10
Jul
Partiamo da una importante premessa: la business intelligence fatta bene è sempre una connessione di pubblico e privato. È difficilissimo avere una separazione fra questi due ambiti, soprattutto oggi che lo scenario è diventato cyber. Anche i governi più forti non ce la fanno da soli, se pensiamo per esempio al contrasto fra gli Stati Uniti e la Cina sulla materia tecnologica: si tratta di una corsa inevitabile tra Google e Huawei.
Le sfide di oggi sono troppo complesse per poter essere affrontate come problemi isolati. La leadership futura avrà perciò una serie di caratteristiche peculiari del mondo che sta emergendo: sarà sicuramente collaborativa e multidisciplinare. Il concetto di multidisciplinarietà della leadership è legato alla complessità sociale, che richiede un pensiero combinato molto forte. Il problema delle migrazioni climatiche, per esempio, stimato dalla Banca Mondiale in circa 200 milioni di migranti entro il 2050, è un problema di migrazione o climatico? Simili contesti multidisciplinari implicano un cambiamento nel concetto di leadership: il command and control non funziona più, non perché sia sbagliato, ma perché è troppo lento. È diventato un modello obsoleto, poiché la verticalizzazione non riesce a seguire la velocità esecutiva e programmatica dello scenario. Mi piace molto una frase di Mario Andretti, pilota di Formula uno, che diceva: «se tutto è sotto controllo, significa che stai andando troppo piano». Il punto è che occorre un controllo che non sia bloccante. C’è un libro stupendo di Stephen Covey, chiamato Speed of Trust, nel quale si sostiene che la mancanza di fiducia sia un elemento frenante. Quando le strutture sono molto impegnate a difendersi, a verificare e a controllare sono lente. Creare sapientemente fiducia, per esempio dando fiducia, è proprio di una leadership efficace, perché accelera la capacità esecutiva.

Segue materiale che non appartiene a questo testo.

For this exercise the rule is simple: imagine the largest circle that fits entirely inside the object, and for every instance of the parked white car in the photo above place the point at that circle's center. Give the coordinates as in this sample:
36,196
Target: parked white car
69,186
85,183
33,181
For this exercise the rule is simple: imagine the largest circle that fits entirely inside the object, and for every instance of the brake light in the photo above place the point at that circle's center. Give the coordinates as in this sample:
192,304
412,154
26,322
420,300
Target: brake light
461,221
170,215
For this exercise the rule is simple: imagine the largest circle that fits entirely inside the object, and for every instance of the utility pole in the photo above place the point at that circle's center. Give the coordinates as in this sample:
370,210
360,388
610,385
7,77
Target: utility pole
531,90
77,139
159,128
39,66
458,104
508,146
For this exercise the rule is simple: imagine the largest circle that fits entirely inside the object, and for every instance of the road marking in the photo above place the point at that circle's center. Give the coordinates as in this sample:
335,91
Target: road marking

Il secondo aspetto che volevo sottolineare è la velocità dei cambiamenti. Fare una business intelligence lenta non ha senso, perché le soluzioni sono superate dal mutamento delle circostanze. La business intelligence deve essere profonda ma veloce. L’umanità non ha mai optato per la lentezza, cercando piuttosto il modo per accelerare i processi. Questo non è sempre positivo, ma è un dato di fatto che deve essere calcolato dalla strategia. Anche nelle aree più delicate, come la cyber diplomacy, la latenza, cioè il tempo concesso fra l’input e la reazione, è sempre più breve; la diplomazia tradizionale, al contrario, ha di norma avuto una funzione riflessiva, lenta, che veniva richiesta per creare valore. Ci sono molte ricerche che mettono in luce come l’efficacia della leadership sia estremamente legata alla velocità. Oggi un leader deve saper adattare una strategia e rifocalizzare gli obiettivi; non basta la semplice rapidità. La rapidità non è un vettore di movimento, ma indica solo il ritmo dei movimenti: si può essere rapidi anche senza avanzare, come sul tapis roulant. La velocità consiste nel raggiungere in poco tempo una destinazione definita.
La creatività è il terzo elemento chiave: non è ovviamente la creatività dell’artista, ma una propensione a offrire opzioni e soluzioni sempre diverse; anche nei colloqui viene valutata con attenzione. Grace Hopper, una pioniera della programmazione informatica, avverte che la frase «abbiamo sempre fatto così» è pericolosa per il genere umano, perché blocca il processo innovativo-adattivo. In diplomazia si assiste a questo fenomeno in misura assolutamente straordinaria: un tempo gli ambasciatori non lavoravano per risultati, non comunicavano sui social media; oggi è diverso e la diplomazia non può permettersi di non fare delle sentiment analysis. Siamo cresciuti con l’idea delle best practices che, ahinoi, non funzionano più, perché invecchiano troppo velocemente. Quando una practice diventa best è già old, vecchia. Ne consegue che non è più possibile tramandare niente, anche se un tempo il tramandare l’esperienza, l’expertise, era un elemento fondamentale delle professioni, sia quelle pratiche e artigiane sia quelle intellettuali. Il valore viene creato e ricreato in modalità diverse; essere aperti a questo tipo di novità e coltivare la curiosità aiuta. Concludo con una frase di Achille Castiglioni, famoso designer italiano, il quale inaugurava le proprie lezioni al Politecnico di Milano dicendo: «Se non siete curiosi, lasciate perdere».
Marco Alberti, Ambasciatore della Repubblica Italiana in Kazakistan.
Estratto della lectio del Master In Intelligence economica. IASSP 2023.